Congress weighs worker-choice ban

Unions: Pay Us Or Be Fired!

Going largely unnoticed in the media and blogosphere over these past few weeks is a bill that was introduced in the House of Representatives on July 10th which, if enacted, will eliminate the Right-to-Work provisions of the 1947 Labor Management Relations Act (better known as the Taft-Hartley Amendments). To view the bill, click here.

While the bill has little chance of passing before 2009, it should send a clear warning to workers and employers in the 22 "Right-to-Work" states that labor bosses at the AFL-CIO and Change to Win federations are hell bent on requiring workers to pay dues or be fired.

Some readers may not understand the ramifications of this, so here is a brief explanation of Right-to-Work versus Non-Right-to-Work:

Prior to the Taft-Hartley Amendments to the National Labor Relations Act, it was legal for unions in all 50 states (48 at the time) to negotiate "union (income) security" clauses into collective bargaining agreements (CBA), which requires all workers covered by a CBA to finance the union through dues or fees or be fired. In essence, if a workers fails to pay the union, the union (under the CBA) has the right to require the employer to terminate the employee.

In 1947, over President Truman's veto, Congress amended the NLRA by passing the Taft-Hartley (LMRA) amendments. This allowed states, for the first time, to pass so-called "right-to-work" laws, which enable workers to work at a unionized employer without being fired for refusing to pay union dues.

There are currently 22 Right-to-Work states.

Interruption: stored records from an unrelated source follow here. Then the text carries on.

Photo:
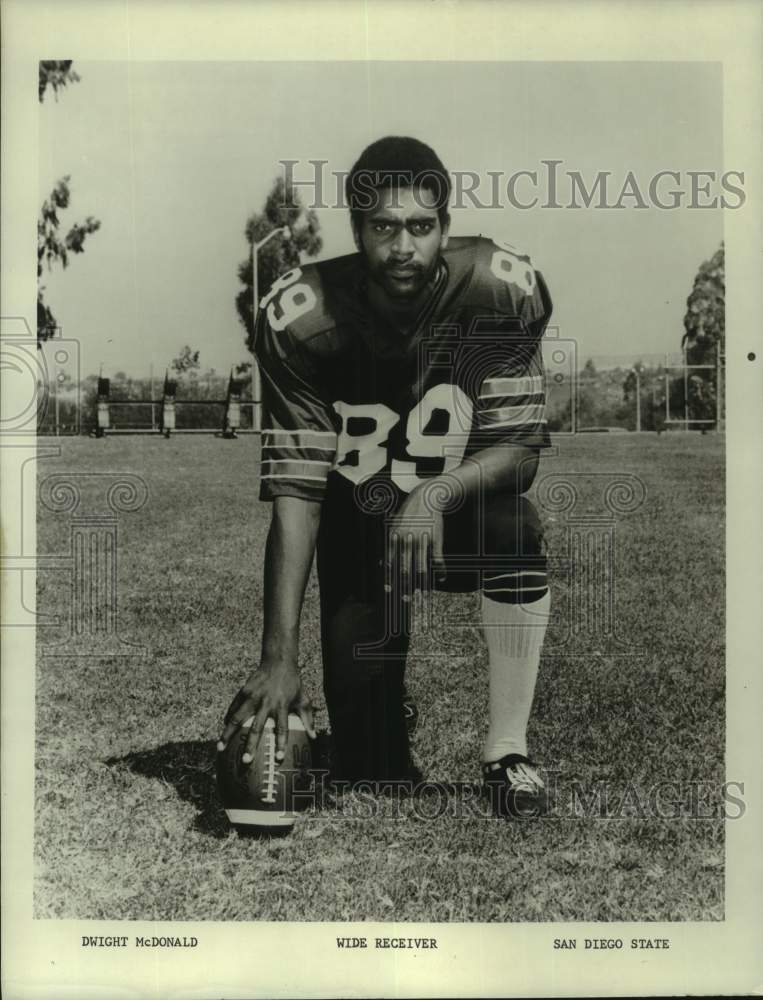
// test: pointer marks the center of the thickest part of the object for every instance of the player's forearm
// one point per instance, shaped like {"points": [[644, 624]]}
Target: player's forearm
{"points": [[498, 469], [288, 559]]}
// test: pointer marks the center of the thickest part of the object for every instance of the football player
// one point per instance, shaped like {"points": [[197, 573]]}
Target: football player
{"points": [[403, 416]]}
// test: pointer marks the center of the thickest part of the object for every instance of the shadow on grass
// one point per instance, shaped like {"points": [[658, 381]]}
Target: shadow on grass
{"points": [[190, 769]]}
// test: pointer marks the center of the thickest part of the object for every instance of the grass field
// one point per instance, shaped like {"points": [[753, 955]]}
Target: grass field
{"points": [[128, 826]]}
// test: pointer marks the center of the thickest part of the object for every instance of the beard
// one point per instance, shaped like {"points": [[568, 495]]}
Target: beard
{"points": [[403, 282]]}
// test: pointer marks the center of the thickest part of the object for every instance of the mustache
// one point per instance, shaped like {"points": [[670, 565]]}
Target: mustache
{"points": [[403, 266]]}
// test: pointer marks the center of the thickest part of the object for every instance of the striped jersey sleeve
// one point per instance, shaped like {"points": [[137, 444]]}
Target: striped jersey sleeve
{"points": [[298, 433], [511, 404], [511, 399]]}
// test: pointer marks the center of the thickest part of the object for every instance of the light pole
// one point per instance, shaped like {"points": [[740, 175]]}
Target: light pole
{"points": [[256, 393], [635, 372]]}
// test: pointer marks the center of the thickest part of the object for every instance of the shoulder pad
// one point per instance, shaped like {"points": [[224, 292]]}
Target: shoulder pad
{"points": [[310, 299]]}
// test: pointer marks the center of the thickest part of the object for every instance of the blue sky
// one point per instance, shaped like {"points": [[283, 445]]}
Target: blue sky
{"points": [[172, 157]]}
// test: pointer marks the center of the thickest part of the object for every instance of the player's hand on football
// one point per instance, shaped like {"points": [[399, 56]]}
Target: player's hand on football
{"points": [[415, 547], [269, 692]]}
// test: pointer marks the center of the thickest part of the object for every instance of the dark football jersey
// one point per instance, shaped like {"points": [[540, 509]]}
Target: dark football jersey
{"points": [[349, 403]]}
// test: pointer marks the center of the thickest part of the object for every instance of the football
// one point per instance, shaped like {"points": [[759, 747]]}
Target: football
{"points": [[262, 796]]}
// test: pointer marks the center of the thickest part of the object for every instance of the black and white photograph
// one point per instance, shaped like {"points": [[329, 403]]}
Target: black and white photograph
{"points": [[377, 549]]}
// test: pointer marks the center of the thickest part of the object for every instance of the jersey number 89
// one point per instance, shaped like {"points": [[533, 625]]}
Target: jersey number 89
{"points": [[371, 446]]}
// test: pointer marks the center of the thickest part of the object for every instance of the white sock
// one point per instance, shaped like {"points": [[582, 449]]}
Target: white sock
{"points": [[514, 636]]}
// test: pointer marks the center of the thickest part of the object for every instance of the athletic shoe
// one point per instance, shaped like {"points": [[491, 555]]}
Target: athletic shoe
{"points": [[514, 787], [411, 713]]}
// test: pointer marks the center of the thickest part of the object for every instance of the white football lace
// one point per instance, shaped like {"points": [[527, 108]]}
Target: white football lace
{"points": [[524, 779], [269, 777]]}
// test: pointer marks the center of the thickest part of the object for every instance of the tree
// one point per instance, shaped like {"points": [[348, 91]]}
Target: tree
{"points": [[52, 248], [283, 207], [186, 363], [705, 319], [705, 329], [55, 75]]}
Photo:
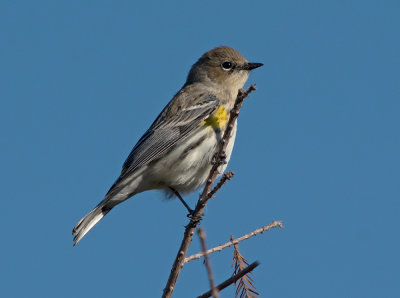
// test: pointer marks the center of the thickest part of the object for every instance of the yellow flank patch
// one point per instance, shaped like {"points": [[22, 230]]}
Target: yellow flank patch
{"points": [[218, 119], [123, 171]]}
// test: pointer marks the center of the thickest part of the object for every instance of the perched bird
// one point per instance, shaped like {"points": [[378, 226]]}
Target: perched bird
{"points": [[175, 154]]}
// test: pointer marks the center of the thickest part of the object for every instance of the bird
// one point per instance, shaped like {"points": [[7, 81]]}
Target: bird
{"points": [[176, 153]]}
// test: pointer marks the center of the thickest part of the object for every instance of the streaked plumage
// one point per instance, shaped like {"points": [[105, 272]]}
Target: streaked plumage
{"points": [[177, 150]]}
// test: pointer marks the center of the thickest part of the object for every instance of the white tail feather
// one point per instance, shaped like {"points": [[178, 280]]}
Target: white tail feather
{"points": [[87, 223]]}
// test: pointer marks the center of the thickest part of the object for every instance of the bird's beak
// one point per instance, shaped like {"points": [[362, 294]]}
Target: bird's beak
{"points": [[251, 66]]}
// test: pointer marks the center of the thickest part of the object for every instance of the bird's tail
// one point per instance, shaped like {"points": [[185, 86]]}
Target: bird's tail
{"points": [[90, 220]]}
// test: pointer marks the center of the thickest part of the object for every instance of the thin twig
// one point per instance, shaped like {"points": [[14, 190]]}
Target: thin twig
{"points": [[274, 224], [232, 279], [202, 237], [222, 181], [244, 285], [201, 203]]}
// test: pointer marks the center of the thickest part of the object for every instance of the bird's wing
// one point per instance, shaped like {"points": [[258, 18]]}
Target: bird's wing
{"points": [[165, 133]]}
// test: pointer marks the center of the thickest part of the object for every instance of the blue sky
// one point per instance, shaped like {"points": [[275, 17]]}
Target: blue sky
{"points": [[317, 146]]}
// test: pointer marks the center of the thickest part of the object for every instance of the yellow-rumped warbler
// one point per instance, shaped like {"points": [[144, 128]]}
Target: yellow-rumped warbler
{"points": [[176, 152]]}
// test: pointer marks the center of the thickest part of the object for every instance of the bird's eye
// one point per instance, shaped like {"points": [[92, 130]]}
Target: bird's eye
{"points": [[226, 65]]}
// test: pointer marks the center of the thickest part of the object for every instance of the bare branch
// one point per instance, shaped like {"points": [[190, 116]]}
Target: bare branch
{"points": [[232, 279], [222, 181], [201, 203], [202, 237], [274, 224], [244, 285]]}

To see a map of which states provide the freedom to pay or not pay a union without the threat of termination, click here.

If unions succeed in getting their union-backed candidates elected this fall and this bill passes, workers who choose to keep their own money from the pockets of the union bosses will suddenly be faced with the choice to either pay union dues or be fired.

Clearly, the agenda of today's union bosses is to force workers into unions by any means possible--be it the hallucinogenically-named Employee Free Choice Act, the equally moronically-named Public Safety Employer-Employee Cooperation Act (HR 980) (which forces unionization on state and municipal police, fire and EMS personnel) or the elimination of workers' choice to refrain from paying dues in Right-to-Work states.

Union bosses now dictate the agenda of the Democrat Party's candidates making the November elections determinative as to whether union bosses get their way with the American worker.